El problema de fondo es la inmoralidad promedio de los políticos. No incorporar familiares no es sinónimo de virtud. De hecho, muchos dirigentes buscan atajos para burlar las leyes y continúan con sus inaceptables hábitos.
Habrá que decir en primer lugar que los aprovechadores crónicos hacen lo que quieren. Las barreras formales son siempre un escollo completamente menor para quienes conocen el sistema de punta y punta y hurgan en los resquicios laterales para apropiarse del Estado sin pudor alguno.
Muchos de ellos prefieren evitar designaciones polémicas para eludir críticas y en su lugar apelan a utilizar “presta” nombres que nadie visibiliza con claridad o contratando terceros por fuera de la estructura normal.
Esa opción es una estafa descarada, sin embargo, son muy pocos los que logran identificarla y solo algunos se animan a ir hasta el hueso señalando esta engañosa modalidad y desenmascarando a los rufianes.
El debate sobre el nepotismo, así como actualmente está planteado carece de sensatez suficiente. Ataca aspectos totalmente superficiales y no se enfoca en el verdadero fondo de la cuestión.
La discrecionalidad con la que deciden los que tienen poder es parte de las reglas de juego. Esa subjetividad es la que les permite seleccionar a los mejores, aunque paradójicamente también a los peores. Es justamente esa arbitrariedad la que posibilita evaluar alternativas.
El problema no deviene de convocar a los parientes. Ese atributo no es intrínsecamente deplorable. Lo absolutamente inaceptable es la ineptitud, la incapacidad, la impericia y hasta la ausencia de valores.
Claro que hay familiares incompetentes, pero ellos no tienen la exclusividad de esta cualidad. La portación de apellido no debería tener ninguna connotación ni a favor ni en contra. Esa condición no dice nada sobre los talentos del individuo. Ni suma ni resta. Es esencialmente neutro.
Inclusive se puede ir bastante más allá y decir que en ciertas singulares posiciones se precisa de gente de extrema confianza, personas que conocen al poderoso desde antes de su investidura, que lo comprenden acabadamente porque han transitado juntos en otras facetas profesionales y hasta personalísimas.
En esos casos hasta sería preferible contar con un colaborador muy cercano, pudiendo inclusive ser un consanguíneo de gran proximidad. Un padre o un hermano, un hijo o un sobrino, serían hasta ideales y deseables en esos roles que precisan de ciertas aptitudes particulares.
Por otro lado, en determinadas demandas técnicas que requieren de conocimientos específicos y de enorme profesionalidad, privarse del aporte de los más talentosos sería un pecado, sólo porque existe alguna clase de lazo indisimulable.

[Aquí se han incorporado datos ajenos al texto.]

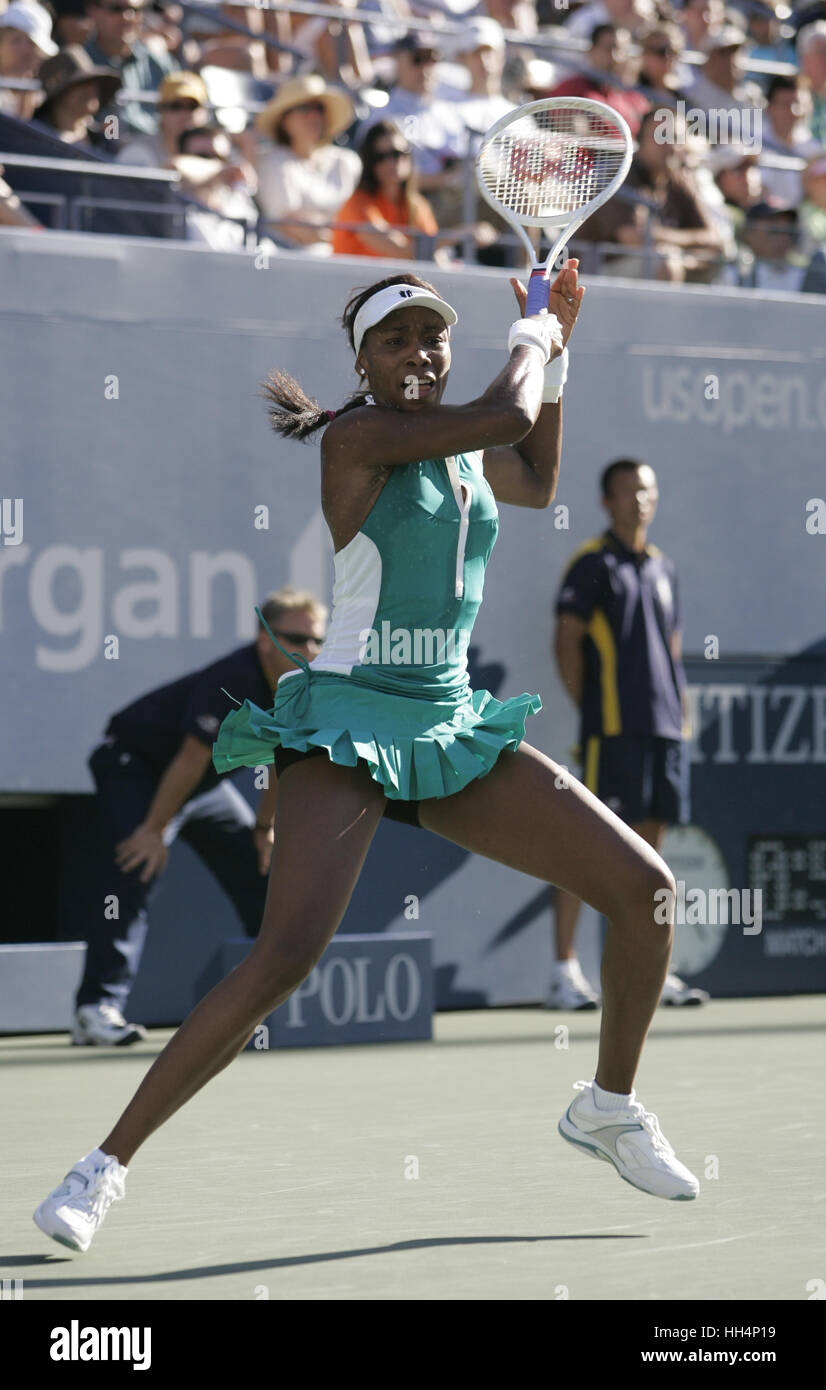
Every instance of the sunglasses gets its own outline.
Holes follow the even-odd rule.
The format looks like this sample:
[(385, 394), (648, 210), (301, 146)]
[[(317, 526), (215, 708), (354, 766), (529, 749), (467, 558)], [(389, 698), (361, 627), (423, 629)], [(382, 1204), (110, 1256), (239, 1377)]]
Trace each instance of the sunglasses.
[(646, 49), (644, 50), (644, 52), (646, 52), (646, 53), (654, 53), (654, 54), (656, 54), (656, 56), (657, 56), (658, 58), (674, 58), (674, 57), (676, 57), (676, 54), (675, 54), (675, 51), (674, 51), (673, 48), (646, 48)]
[(324, 103), (321, 101), (302, 101), (298, 106), (291, 106), (291, 111), (317, 111), (320, 116), (324, 115)]
[(373, 154), (373, 163), (381, 164), (385, 159), (406, 159), (407, 150), (376, 150)]
[(410, 61), (417, 68), (423, 68), (426, 63), (438, 63), (439, 59), (435, 53), (411, 53)]
[(159, 111), (197, 111), (200, 108), (198, 101), (161, 101), (158, 102)]
[(99, 10), (104, 10), (106, 14), (119, 14), (126, 18), (127, 15), (137, 16), (141, 13), (142, 5), (98, 5)]
[(283, 637), (285, 642), (292, 642), (295, 647), (304, 647), (310, 642), (314, 642), (320, 647), (324, 641), (323, 637), (308, 637), (306, 632), (281, 632), (277, 627), (273, 628), (276, 637)]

Habría que dejar de lado los eternos prejuicios y estar más abiertos a esta lógica que invita a razonar. Tampoco sería saludable promover trampas o alimentar esquemas que falsifiquen mecanismos sólo para la tribuna, para quedar bien con los votantes, mientras su indignidad sigue intacta.
A los inmorales no se los endereza ni se los limita con restricciones frívolas. Ellos violarán el espíritu de cualquier precepto, sin importar los múltiples senderos que deban recorrer para conseguir sus propios objetivos.

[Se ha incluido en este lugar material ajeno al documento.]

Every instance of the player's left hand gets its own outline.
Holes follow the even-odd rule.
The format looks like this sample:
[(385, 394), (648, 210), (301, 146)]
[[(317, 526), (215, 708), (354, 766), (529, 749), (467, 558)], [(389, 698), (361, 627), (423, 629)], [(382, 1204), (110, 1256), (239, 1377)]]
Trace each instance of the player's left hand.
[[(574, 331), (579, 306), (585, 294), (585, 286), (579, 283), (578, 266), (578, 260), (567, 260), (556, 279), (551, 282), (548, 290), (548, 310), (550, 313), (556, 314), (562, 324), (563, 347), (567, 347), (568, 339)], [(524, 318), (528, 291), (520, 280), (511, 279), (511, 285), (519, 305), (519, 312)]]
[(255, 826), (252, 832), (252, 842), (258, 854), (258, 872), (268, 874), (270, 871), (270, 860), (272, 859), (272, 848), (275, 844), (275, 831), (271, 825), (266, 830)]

Por esos y otros motivos sería muy eficaz poner todos los esfuerzos cívicos en exigirle a los gobernantes que congreguen a los más calificados, a los más aptos, a los más experimentados e innovadores. Ese debería ser el tamiz vital para elegir a los funcionarios.
La condición de pariente no dice nada. Sólo establece una relación vincular que no ahonda en las habilidades y las destrezas necesarias para ningún puesto. Votar a un líder es creer en su criterio. Eso no lo hace ni adecuado ni incorrecto, pero es una inconfundible apuesta que viene inexorablemente adosada a la opción.